Plan C began, arguably, at a gathering of a couple of hundred people in Manchester. The name of this event was ‘Network X’. It was largely a one-man show and, were we to test it against the intentions of the organizers, was fairly disastrous. The gathering was called on the back of the volcanic arrival of a new generation of student activists whose occupation of the Conservative Party headquarters at Milbank had taken everybody by surprise. However, the organizers had mistakenly assumed that all that was required in order to incorporate this new generation into an already existing milieu of anti-capitalist and anarchist horizontalists was to introduce them to a tried and tested organizational model that had achieved results in the past. In this case, the model was Dissent! who had organized against the meeting of the G8 at Gleneagles in Scotland in 2005. Dissent! was a large, ‘open’, and informal network that operated on the basis of consensus. Anyone was able to join and decisions were carried at the level of regional and national meetings.
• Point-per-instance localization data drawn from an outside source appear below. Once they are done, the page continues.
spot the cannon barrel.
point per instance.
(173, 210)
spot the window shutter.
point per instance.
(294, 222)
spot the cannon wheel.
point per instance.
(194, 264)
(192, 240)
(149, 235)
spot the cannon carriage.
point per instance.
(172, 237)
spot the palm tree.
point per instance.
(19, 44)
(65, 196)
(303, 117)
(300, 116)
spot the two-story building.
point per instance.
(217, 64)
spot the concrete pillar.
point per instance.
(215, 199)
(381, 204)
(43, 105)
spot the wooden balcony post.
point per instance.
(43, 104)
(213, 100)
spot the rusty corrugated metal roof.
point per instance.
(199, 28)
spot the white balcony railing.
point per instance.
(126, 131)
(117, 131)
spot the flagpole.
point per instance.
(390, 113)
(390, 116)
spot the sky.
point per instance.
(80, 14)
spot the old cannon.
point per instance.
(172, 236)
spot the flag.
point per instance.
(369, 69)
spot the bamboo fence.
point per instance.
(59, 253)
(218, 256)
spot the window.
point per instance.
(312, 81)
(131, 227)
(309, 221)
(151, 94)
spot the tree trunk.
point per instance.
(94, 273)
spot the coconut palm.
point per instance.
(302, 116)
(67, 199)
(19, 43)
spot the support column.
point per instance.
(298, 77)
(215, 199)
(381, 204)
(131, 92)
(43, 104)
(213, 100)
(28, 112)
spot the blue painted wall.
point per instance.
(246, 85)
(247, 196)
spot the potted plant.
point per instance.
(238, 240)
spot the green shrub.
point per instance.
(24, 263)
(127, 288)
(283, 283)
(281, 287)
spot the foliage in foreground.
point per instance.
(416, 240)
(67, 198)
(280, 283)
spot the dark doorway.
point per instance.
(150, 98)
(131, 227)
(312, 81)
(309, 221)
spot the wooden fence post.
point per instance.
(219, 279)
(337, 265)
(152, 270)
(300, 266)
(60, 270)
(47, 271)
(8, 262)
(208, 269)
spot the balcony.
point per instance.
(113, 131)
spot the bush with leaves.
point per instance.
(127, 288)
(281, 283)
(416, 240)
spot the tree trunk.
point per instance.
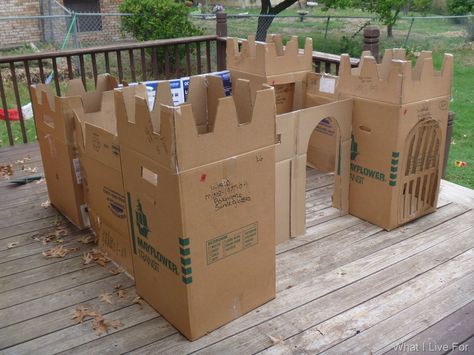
(264, 23)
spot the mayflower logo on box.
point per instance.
(142, 222)
(141, 247)
(359, 173)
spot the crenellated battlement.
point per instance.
(185, 136)
(54, 114)
(395, 80)
(269, 58)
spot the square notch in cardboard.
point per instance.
(173, 136)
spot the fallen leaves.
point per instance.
(58, 252)
(88, 239)
(97, 256)
(56, 236)
(106, 297)
(116, 270)
(276, 340)
(6, 170)
(45, 204)
(99, 324)
(12, 245)
(138, 300)
(122, 294)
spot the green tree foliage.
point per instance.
(422, 6)
(460, 7)
(387, 11)
(157, 19)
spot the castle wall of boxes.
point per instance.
(189, 183)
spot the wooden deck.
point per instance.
(345, 287)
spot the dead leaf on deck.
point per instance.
(45, 204)
(106, 297)
(115, 323)
(30, 170)
(122, 294)
(12, 245)
(275, 340)
(99, 325)
(58, 252)
(6, 170)
(99, 257)
(81, 313)
(87, 258)
(88, 239)
(138, 300)
(116, 270)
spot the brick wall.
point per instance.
(14, 32)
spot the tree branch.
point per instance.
(281, 6)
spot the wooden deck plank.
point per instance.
(402, 326)
(79, 334)
(35, 260)
(327, 334)
(59, 300)
(52, 286)
(451, 331)
(59, 319)
(318, 286)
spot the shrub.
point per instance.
(157, 19)
(460, 7)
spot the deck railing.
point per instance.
(139, 61)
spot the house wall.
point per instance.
(14, 32)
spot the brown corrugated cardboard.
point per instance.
(99, 155)
(284, 67)
(55, 132)
(399, 124)
(341, 113)
(288, 69)
(203, 240)
(320, 89)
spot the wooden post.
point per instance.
(371, 41)
(447, 146)
(221, 32)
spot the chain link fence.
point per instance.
(57, 27)
(344, 34)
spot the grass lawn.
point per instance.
(462, 146)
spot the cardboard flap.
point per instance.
(389, 55)
(79, 133)
(163, 95)
(243, 100)
(368, 68)
(227, 134)
(106, 82)
(136, 131)
(277, 40)
(197, 97)
(419, 64)
(75, 87)
(215, 91)
(271, 58)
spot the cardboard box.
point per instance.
(198, 203)
(399, 131)
(288, 69)
(55, 132)
(284, 67)
(99, 155)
The Climate Camp network, emerging partly out of post-Dissent discussions, also broadly took up this model of organizing.
When it came to the Network X meeting not only did a new network fail to materialize in Manchester but many of the weaknesses of this form of organizing were usefully exemplified in almost comedic form over the two days where we witnessed interminable arguments about consensus processes, cataclysmic eleventh hour derailments of discussions and decisions, and unofficial hierarchies taking accidental control and then abdicating on a wave of shame and self-criticism. It was like a whistle-stop tour of why we couldn’t simply transplant the structures of a previous cycle of struggle.
In the run up to this gathering there was a call-out for workshop proposals. Perhaps anticipating the problems that the gathering might encounter and building upon problematics articulated by the Free Association in the article ‘Re:Generations’, a group of comrades from Leeds ran a workshop entitled ‘What if there was a movement and we weren’t invited?’ The idea was to call into question the assumption that our forms of organising were somehow eternal, that we could bend the present to our structures rather than having to continually rethink and reimagine them. The economic crisis, and more directly the student movement, had ushered in for us a new era of struggle and it was clear that the left in its various existing incarnations was failing to find a place for itself The workshop itself was very productive and interesting. So much so that we reran it in Leeds where we had an even bigger turnout. At the same time, comrades from London, Manchester, and Nottingham who had been present at Network X ran similar discussions in their home cities. It was the organisers and participants of these discussions and workshops who met together over a weekend a month or so later at the first gathering of what would later be named Plan C.
Network X then, this anachronistic failure of an attempt to drag the old trebuchets of the alterglobalisationist movement over a transformed terrain, was in fact Plan C’s genesis. The question that emerged from this experience remains central to Plan C: How do we organise in way that engenders a dynamism capable not only of keeping up with the present and even of outrunning capital but also attain a coherence and solidity that enables us to weather the periods of low-intensity struggle?